Saturday, January 19, 2019

George Will 'n' me

Sometimes I just wonder about Washington Post columnist George Will. An avowed conservative, Will was often my go-to guy when I sought out my own liberal foolishness through the eyes of someone who seemed to be intelligent. And Will appeared to have potential.

But with my own intellectual capacities dwindling, I can no longer rely on Will as once I did. He's too murky without much purpose ... or so it feels. He's too smart to no especial end. His biggest reminder these days, when I try out one of Will's columns, seems to be an underscoring of the old news adage, "Stand up. Speak up. And shut up." Will's columns just seem to linger and get longer; get longer and linger; and all the time the English in use seems viscous and dolefully 'wise' and therefore increasingly idiotic.

On the other hand, I'm pretty viscous and idiotic myself. So maybe it's me perching on some some humorless, throne-omial sit-spot. Will's Washington Post presence makes me think someone at the Post thinks he's  worth the space or golden parachute or whatever it is that compel the expulsions of his sage-sager-sagest saggacities.

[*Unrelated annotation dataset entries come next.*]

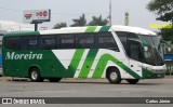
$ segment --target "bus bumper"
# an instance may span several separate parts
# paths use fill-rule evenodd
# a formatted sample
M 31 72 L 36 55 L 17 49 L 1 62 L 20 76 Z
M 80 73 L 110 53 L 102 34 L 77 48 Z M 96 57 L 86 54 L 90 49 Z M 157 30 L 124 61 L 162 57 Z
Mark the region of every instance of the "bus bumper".
M 165 69 L 162 70 L 148 70 L 143 68 L 143 79 L 159 79 L 164 78 Z

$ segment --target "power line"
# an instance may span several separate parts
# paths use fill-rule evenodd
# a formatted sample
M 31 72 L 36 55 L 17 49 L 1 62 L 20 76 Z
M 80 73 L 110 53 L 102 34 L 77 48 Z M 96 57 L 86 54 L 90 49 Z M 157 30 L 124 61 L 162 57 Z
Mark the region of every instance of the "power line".
M 15 12 L 23 12 L 22 10 L 15 10 L 15 9 L 9 9 L 9 8 L 0 8 L 1 10 L 8 10 L 8 11 L 15 11 Z M 96 12 L 83 12 L 84 14 L 107 14 L 108 12 L 102 12 L 102 13 L 96 13 Z M 53 12 L 52 14 L 57 14 L 57 15 L 81 15 L 82 13 L 56 13 Z
M 1 10 L 8 10 L 8 11 L 16 11 L 16 12 L 23 12 L 21 10 L 15 10 L 15 9 L 8 9 L 8 8 L 0 8 Z

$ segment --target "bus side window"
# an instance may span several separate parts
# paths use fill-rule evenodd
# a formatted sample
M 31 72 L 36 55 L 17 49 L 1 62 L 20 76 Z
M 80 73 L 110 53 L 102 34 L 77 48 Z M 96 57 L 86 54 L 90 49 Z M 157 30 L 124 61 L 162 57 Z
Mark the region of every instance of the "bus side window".
M 135 61 L 141 61 L 141 51 L 138 43 L 130 43 L 129 56 Z
M 5 46 L 10 50 L 21 50 L 21 38 L 19 37 L 8 37 L 5 38 Z
M 23 38 L 23 49 L 24 50 L 37 50 L 38 49 L 38 38 L 37 37 L 24 37 Z
M 99 49 L 110 49 L 119 52 L 118 45 L 111 32 L 101 32 L 97 35 L 97 46 Z
M 93 49 L 94 48 L 94 35 L 84 34 L 77 35 L 77 49 Z
M 75 38 L 74 36 L 61 36 L 61 48 L 62 49 L 74 49 Z
M 43 50 L 55 49 L 55 36 L 41 36 L 40 49 L 43 49 Z

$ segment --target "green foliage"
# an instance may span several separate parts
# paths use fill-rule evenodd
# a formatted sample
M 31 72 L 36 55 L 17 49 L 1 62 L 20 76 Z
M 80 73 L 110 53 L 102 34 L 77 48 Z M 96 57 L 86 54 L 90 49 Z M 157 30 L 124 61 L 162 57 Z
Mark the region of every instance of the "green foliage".
M 71 25 L 71 27 L 85 26 L 86 25 L 85 15 L 82 14 L 82 16 L 79 16 L 79 18 L 77 19 L 72 19 L 72 22 L 74 24 Z
M 173 28 L 162 28 L 161 36 L 164 40 L 171 41 L 171 43 L 173 43 Z
M 173 0 L 151 0 L 147 10 L 155 12 L 158 21 L 173 22 Z
M 89 23 L 89 26 L 105 26 L 108 24 L 108 21 L 105 18 L 102 18 L 102 15 L 99 15 L 98 17 L 93 16 L 92 21 Z
M 62 28 L 62 27 L 67 27 L 67 24 L 66 23 L 57 23 L 53 29 L 58 29 L 58 28 Z

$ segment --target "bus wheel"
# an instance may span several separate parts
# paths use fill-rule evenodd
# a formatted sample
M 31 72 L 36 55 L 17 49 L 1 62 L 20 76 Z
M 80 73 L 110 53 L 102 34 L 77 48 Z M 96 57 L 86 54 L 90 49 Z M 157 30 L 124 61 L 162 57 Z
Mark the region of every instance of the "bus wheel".
M 130 84 L 136 84 L 138 81 L 139 81 L 139 79 L 128 79 L 127 80 Z
M 111 68 L 107 73 L 107 79 L 112 84 L 119 84 L 121 82 L 121 76 L 118 69 Z
M 62 80 L 62 78 L 50 78 L 49 81 L 50 82 L 59 82 Z
M 32 68 L 30 70 L 30 73 L 29 73 L 29 78 L 32 82 L 42 82 L 43 79 L 41 78 L 41 75 L 40 75 L 40 71 L 38 68 Z

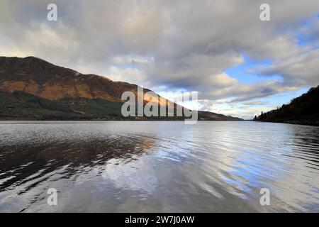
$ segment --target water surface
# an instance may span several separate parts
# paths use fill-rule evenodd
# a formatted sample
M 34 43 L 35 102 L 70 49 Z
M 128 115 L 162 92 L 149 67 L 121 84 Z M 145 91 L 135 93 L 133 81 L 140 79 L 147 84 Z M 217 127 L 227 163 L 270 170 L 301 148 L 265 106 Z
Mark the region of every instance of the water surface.
M 0 121 L 0 211 L 318 212 L 319 128 Z

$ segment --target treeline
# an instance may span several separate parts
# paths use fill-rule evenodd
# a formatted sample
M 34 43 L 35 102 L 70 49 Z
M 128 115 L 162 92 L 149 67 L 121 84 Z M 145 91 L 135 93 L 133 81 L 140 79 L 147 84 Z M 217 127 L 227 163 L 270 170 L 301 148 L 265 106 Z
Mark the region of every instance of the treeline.
M 295 121 L 296 123 L 303 123 L 304 121 L 308 122 L 306 124 L 317 125 L 319 121 L 319 86 L 311 88 L 307 93 L 291 100 L 289 104 L 282 105 L 276 110 L 262 112 L 254 120 L 291 123 Z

But it feels increasingly like a crock of the old CBS commentator Eric Severeid ... in love with his own linguistic grandeur and perfection. Couldn't someone just give Will a job in baseball, which he is said to love? Fuck politics and 'an understanding' of it all. We get it: Trump is an asshole. Evidence can be adduced, in murky phraseology or something less freighting.

Maybe Will, like the Post itself, wants to be on board when the train pulls out of Trump's presidential station. He too wants to flong his dong and unfurl his banner: "Toldja so! .... and ever so decorously and with respect for the U.S. of A."

1 comment:

  1. I always found George Will too pompous.

    On Lawrence O’Donnell’s show he’s seemed to have softened. However, I’ve wonder if his being dropped by FoxNews caused some loss of self confidence and now he’s expressing less substance, more style.

    To his credit Will has not been shy about his distaste for Trump. Nevertheless, his new employers may not be fully on board with Will’s preferred brand of Conservative Libertarianism.